Die globale Wirtschaft der Wünsche

In wie weit müssen sich Industrienationen über die Auslagerung von Produktionsstätten nach China oder der Softwareentwicklung nach Indien sorgen? Die Angst vor dem Verlust von Arbeitsplätzen an Niedriglohnländer findet populistischen Anklang, ein wichtiger Punkt bleibt dabei jedoch außen vor: Der Wohlstand von Entwicklungsländern hängt in erster Linie vom Unternehmertum ab.

Schließlich kann keine Wirtschaft den Lebensstandard durch Innovationen, die die Produktion existierender Güter effizienter gestalten ewig weiter erhöhen. Auf kurze Sicht senkt erhöhte Wirtschaftlichkeit die Kosten einer Ware oder Dienstleistung, also konsumieren die Menschen mehr davon. Letzten Endes lehnen es die Verbraucher auch bei weiter sinkenden Preisen jedoch ab, mehr zu kaufen. Danach erfordern weitere Effizienzsteigerungen die Streichung von Arbeitsplätzen.
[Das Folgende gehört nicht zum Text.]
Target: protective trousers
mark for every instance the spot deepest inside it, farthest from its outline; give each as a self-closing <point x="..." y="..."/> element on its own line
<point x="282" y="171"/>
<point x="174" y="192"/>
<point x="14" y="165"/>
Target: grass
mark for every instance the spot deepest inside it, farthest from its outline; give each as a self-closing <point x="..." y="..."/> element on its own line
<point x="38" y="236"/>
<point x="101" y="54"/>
Neue Kundenwünsche zu generieren und zu befriedigen hält das System in Gang, indem die Arbeits- und Kaufkraft aufgefangen werden, die durch die zunehmend effiziente Befriedigung alter Wünsche freigesetzt werden. Am anderen Ende dieses Prozesses setzen Produzenten, die alte Wünsche befriedigen, ihren Sparkurs fort, denn sie kämpfen mit Produzenten, die neue Wünsche befriedigen, um Angestellte und Verbraucher.
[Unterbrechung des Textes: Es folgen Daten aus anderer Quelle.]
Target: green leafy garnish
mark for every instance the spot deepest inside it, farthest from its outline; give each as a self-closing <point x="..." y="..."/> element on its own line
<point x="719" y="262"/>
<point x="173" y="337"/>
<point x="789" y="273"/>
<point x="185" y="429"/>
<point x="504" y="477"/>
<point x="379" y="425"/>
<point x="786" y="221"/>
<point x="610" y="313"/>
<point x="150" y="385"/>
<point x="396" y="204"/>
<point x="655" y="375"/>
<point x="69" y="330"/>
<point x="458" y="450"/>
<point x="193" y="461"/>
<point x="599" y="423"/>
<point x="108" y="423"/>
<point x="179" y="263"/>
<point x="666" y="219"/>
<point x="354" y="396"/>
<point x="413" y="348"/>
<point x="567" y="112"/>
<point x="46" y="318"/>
Ganz ähnlich verbessert die Verlagerung in Niedriglohnländer den Lebensstandard nur, wenn das freigesetzte Arbeitsvermögen genutzt werden kann, um neue Waren und Dienstleistungen herzustellen. Sonst verringert die Auslagerung lediglich die Nachfrage nach inländischen Arbeitskräften, genau wie andere Effizienzgewinne auch.

Für viele Industrieländer ermöglicht die Expansion der Märkte für neue Waren und Dienstleistungen Importe aus Niedriglohnländern - und wurde erst durch diese möglich gemacht. Mehr als die Hälfte aller Industrieartikel, die in den USA verbraucht werden, werden im Ausland hergestellt, insbesondere in Massenproduktion hergestellte, arbeitsintensive Produkte, die wenig Technologie erfordern. Praktisch alle Schuhe und Spielzeuge, die in den USA verkauft werden, werden in Fernost produziert. China allein bedient 86% des amerikanischen Fahrradmarktes.
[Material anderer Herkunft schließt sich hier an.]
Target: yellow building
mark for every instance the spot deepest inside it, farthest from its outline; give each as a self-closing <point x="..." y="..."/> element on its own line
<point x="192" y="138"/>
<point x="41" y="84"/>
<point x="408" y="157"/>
Ressourcen, die durch diese Importe freigesetzt wurden, fördern das Wachstum von Branchen, die neue Bedürfnisse befriedigen. Dank billiger asiatischer Fernseher hatten westliche Haushalte das nötige Kleingeld, um von Intel Mikroprozessoren und Microsoft Software betriebene PCs zu kaufen, die von ausgebildeten Ingenieuren entwickelt werden, die sonst für Fernsehhersteller gearbeitet hätten.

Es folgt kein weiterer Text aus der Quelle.